José de Alencar, lá no século XIX, quase chorando, deu sua bênção aos "Sonhos D'ouro", quem leu o prefácio desse romance perceberá que sempre estivemos à mercê de uma torrente de obstáculos para afirmar nossas obras. Você falou em nomes importantes, que estiveram esquecidos durante muito tempo, poderíamos citar muitos outros, há o caso do Alphonsus de Guimaraens e do Lima Barreto, só para citar dois monstros da nossa Literatura! Novamente, veja os nomes que estão sendo citados aqui! E foram esquecidos! Porém, de uns anos pra cá, há um resgate de muitos nomes que marcaram a produção de sua época e estão sendo reeditados, Paulo Leminski, Ana Cristina César, Cacaso, Francisco Alvim, Affonso Ávila, entre várias antologias que resgatam e coligam produções muito interessantes. Agora, há outro movimento que está ganhando mais força a cada dia, o das editoras alternativas e independentes. É justamente esse movimento que, me parece, está enfrentando, de forma organizada, com um discurso bastante afinado, com produções de qualidade, as grandes editoras. Temos essa possibilidade hoje, que deve ser vista e respeitada como um processo vital para a produção e divulgação dos textos de novos escritores. Eu sou um exemplo desse movimento e me sinto honrado por fazer parte dele.

Você falou sobre as editoras independentes. Você acaba de publicar o seu primeiro livro e pela editora a qual você faz parte do corpo editorial, a Editora Substânsia.
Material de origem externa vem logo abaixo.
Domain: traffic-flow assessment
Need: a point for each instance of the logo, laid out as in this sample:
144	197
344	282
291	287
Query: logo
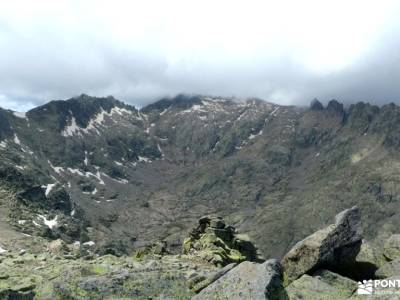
379	287
366	287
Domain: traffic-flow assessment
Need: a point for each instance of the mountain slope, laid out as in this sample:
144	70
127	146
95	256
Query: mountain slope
104	171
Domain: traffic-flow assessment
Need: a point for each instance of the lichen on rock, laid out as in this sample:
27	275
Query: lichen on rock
212	240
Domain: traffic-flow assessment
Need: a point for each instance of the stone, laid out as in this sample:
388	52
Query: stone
248	280
316	105
57	246
219	244
160	248
199	282
312	288
391	248
345	286
332	247
391	268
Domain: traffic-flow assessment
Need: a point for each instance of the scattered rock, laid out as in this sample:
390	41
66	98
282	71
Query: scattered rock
332	247
312	288
219	244
199	282
57	247
248	280
391	249
389	269
316	105
345	286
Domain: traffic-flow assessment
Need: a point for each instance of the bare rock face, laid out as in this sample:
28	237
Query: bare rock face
248	281
332	247
213	241
391	249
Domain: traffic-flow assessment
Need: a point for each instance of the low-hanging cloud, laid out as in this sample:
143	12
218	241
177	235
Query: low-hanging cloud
282	51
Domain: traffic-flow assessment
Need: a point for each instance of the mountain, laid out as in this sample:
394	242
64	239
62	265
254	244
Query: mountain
97	170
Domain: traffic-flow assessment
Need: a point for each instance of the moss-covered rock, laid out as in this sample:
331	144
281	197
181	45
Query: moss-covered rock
219	244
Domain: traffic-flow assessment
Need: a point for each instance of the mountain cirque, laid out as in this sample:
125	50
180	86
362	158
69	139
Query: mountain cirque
325	265
97	170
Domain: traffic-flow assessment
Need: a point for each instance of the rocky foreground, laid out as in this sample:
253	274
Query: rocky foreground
216	263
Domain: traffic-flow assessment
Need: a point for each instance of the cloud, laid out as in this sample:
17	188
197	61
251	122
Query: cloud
282	51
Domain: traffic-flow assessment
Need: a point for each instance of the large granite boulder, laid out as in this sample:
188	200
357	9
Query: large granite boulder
391	268
213	241
332	247
248	280
391	249
323	285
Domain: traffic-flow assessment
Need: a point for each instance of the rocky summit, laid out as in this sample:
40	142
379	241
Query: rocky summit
93	191
325	265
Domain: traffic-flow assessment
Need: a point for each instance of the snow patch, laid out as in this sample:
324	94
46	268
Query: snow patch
85	161
71	129
90	243
18	114
144	159
48	188
58	170
49	223
16	140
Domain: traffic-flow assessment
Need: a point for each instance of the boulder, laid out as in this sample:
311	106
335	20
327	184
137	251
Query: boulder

Você acredita, realmente, que as editoras independentes podem enfrentar os grandes conglomerados, tendo em vista o alto poder aquisitivo delas, e a dificuldade que as pequenas editoras enfrentam com as livrarias?

Se pensarmos que o poder aquisitivo tolherá a ação independente, demos por finalizado os projetos e brinquemos no balanço dos sonhos... Contudo, há muito exemplos que optaram pela ação, quase louca, quase desenfreada... mas é justamente aí que pulsa a nossa força! A Editora Patuá, do Eduardo Lacerda, é, pra mim, um dos propulsores dessa força. Há poetas lançados pela Patuá que concorreram e concorrem os mais importantes prêmios literários do Brasil! Isso mostra a força desses movimentos independentes. A Substânsia começa a dar seus primeiros passos, mas desde a ideia de realizarmos esse trabalho (Nathan Matos, Talles Azigon e eu) quase louco, quase desenfreado, observamos e sentimos que o prazer em realizar os nossos projetos é inestimável!

Voltando à escrita. Forma ou Substância, o que pesa mais mais na construção da sua poética ?

O poema é Forma. A Substância, poesia. Aprendamos com a forma e, parafraseando o Drummond, não percamos tempo em mentir.

Pra finalizar, uma obra e um autor.

A poesia de todos os tempos. Os poetas de todos os tempos.